Jeff Wage, vice president of McLaughlin Group Inc., notes a trend in which contractors are using utility locators to verify information.

“What we’re finding is, when the contractors get on job sites, they’re wanting to expose the utility and make sure they verify depth physically, put their eyes on it and verify for the owner, the engineering firm, or the inspector that’s out there,” he says.

As the vacuum excavation [system] is being deployed on the job site, “one-call contractors do a great job of getting paint on the ground and giving you a good idea of where that utility is,” he adds.

“I can cite a number of times I’ve been on a job site where the contractor has had a utility locator they decided not to take out of a truck and go out and literally dig and hydro-excavate for 45 minutes and find that they’re off of it by a foot, foot-and-a-half, and they had dug under it,” he says.

“At that point, 45 minutes later, they get the locator, clip onto it in about five minutes, and realize they could have saved themselves a lot of time and money if they had just taken that step. Once people see that, we find they go more to that versus digging and wasting time.”

To locate utilities, one of the company’s most used pieces of equipment by contractors is the McLaughlin Verifier G2, a standard utility locator. Designed for rugged job-site conditions, PC boards and antennas are mounted in rubber isolators. Smart technology simplifies the operation of the transmitter and location of the utility with the receiver and is coupled with improved noise reduction. A multiple-frequency transmitter helps the operator locate all types of utilities, and a strong midrange frequency inductive locating ability is designed to aid in quick verification of utilities for excavation.
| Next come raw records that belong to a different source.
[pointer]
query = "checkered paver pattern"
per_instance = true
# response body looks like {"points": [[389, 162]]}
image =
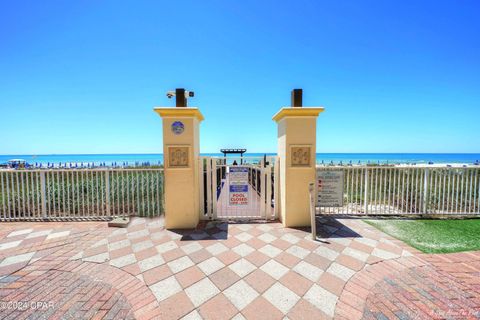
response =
{"points": [[243, 268], [220, 271]]}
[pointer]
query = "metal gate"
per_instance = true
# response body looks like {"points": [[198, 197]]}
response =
{"points": [[238, 188]]}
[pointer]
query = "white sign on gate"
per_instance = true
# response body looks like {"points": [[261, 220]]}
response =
{"points": [[330, 188], [238, 186]]}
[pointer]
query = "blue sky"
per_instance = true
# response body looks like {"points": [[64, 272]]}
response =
{"points": [[394, 76]]}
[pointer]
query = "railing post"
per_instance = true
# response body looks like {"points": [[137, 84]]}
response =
{"points": [[311, 188], [43, 194], [425, 191], [107, 192], [366, 192]]}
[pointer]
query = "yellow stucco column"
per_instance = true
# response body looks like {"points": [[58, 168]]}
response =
{"points": [[181, 149], [297, 128]]}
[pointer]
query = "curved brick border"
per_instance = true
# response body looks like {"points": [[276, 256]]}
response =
{"points": [[139, 296], [352, 300]]}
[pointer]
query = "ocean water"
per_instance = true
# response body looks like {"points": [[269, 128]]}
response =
{"points": [[336, 158]]}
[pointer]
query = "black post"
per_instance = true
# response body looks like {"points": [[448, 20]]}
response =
{"points": [[181, 101], [297, 98]]}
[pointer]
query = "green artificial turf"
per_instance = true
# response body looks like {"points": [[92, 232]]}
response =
{"points": [[433, 236]]}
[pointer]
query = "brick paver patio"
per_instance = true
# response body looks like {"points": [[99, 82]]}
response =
{"points": [[222, 271]]}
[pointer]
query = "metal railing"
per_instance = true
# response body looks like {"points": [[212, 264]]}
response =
{"points": [[62, 194], [408, 190]]}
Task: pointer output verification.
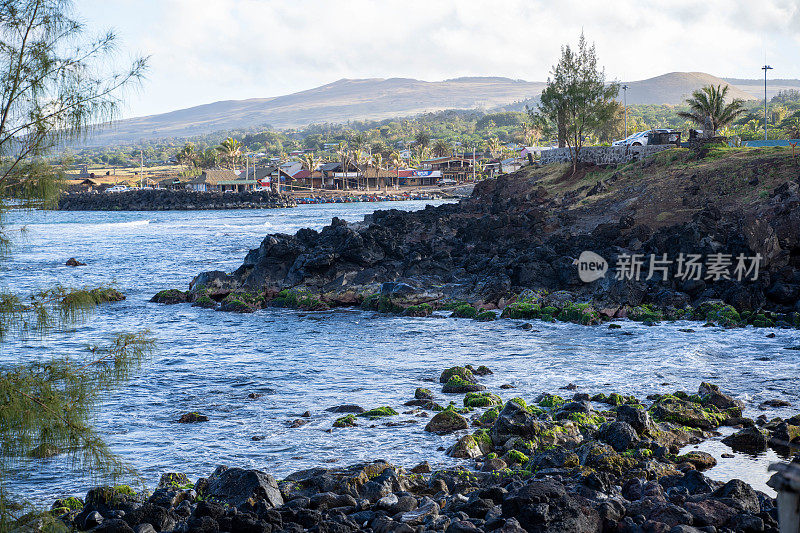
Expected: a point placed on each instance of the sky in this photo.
(202, 51)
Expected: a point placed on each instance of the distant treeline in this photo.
(451, 130)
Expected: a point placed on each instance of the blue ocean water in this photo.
(210, 361)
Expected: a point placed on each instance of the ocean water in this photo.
(209, 361)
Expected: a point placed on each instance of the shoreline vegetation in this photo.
(602, 462)
(179, 200)
(509, 250)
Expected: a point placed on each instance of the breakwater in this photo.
(169, 200)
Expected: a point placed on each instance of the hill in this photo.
(340, 101)
(673, 88)
(374, 99)
(524, 231)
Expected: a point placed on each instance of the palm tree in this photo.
(707, 107)
(376, 162)
(355, 157)
(494, 147)
(187, 155)
(440, 148)
(230, 149)
(531, 134)
(310, 162)
(422, 139)
(396, 161)
(344, 159)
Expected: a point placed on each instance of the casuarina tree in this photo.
(577, 97)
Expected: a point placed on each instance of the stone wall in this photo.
(603, 155)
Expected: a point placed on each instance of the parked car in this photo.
(654, 136)
(637, 139)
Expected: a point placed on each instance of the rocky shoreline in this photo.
(600, 463)
(516, 242)
(168, 200)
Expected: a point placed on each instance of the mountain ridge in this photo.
(349, 99)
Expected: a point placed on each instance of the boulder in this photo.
(748, 440)
(620, 435)
(700, 460)
(446, 421)
(465, 448)
(639, 419)
(711, 395)
(686, 413)
(545, 506)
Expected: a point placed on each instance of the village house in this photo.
(337, 178)
(453, 168)
(220, 181)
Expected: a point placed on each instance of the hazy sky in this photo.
(209, 50)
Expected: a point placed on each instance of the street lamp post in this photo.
(625, 100)
(765, 68)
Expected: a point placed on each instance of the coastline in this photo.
(584, 463)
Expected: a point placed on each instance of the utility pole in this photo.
(765, 68)
(473, 163)
(625, 100)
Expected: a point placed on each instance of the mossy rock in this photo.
(719, 313)
(486, 316)
(760, 320)
(423, 394)
(481, 399)
(235, 303)
(701, 460)
(457, 385)
(70, 503)
(464, 311)
(205, 302)
(669, 408)
(550, 401)
(347, 421)
(488, 418)
(646, 313)
(170, 297)
(522, 310)
(549, 313)
(579, 314)
(465, 448)
(517, 457)
(106, 294)
(482, 370)
(532, 409)
(460, 371)
(194, 416)
(484, 440)
(379, 412)
(299, 299)
(446, 421)
(587, 420)
(421, 310)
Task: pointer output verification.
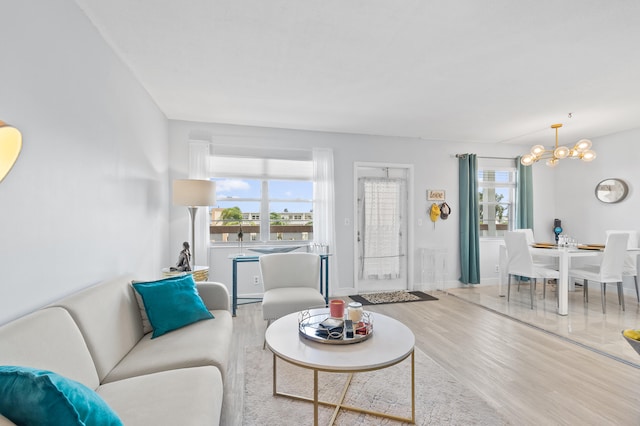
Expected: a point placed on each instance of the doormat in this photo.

“The utility locator uses both direct connect and inductive, and also we do a uni-clamp for getting into high power, so there are three methods for locating,” says Wage.

The use of vacuum excavation technology eliminates the risk of damage using manual labor with a shovel, a pick, or a mechanical excavation technique, he points out.

“Vacuum excavation is more surgical, it is less intrusive and generates less risk of hitting or damaging a utility because you’re using water and air pressure versus a mechanical device to hit it,” he says. “The key is knowing exactly where the utility is and getting a good depth on it so as you are digging into it, you’ve verified that depth with the utility locator.”

As contractors get into the depth range using a vacuum excavator, they begin to take more precaution and safety measures, even if they’re using a hydro-excavator or air excavation technique, he adds.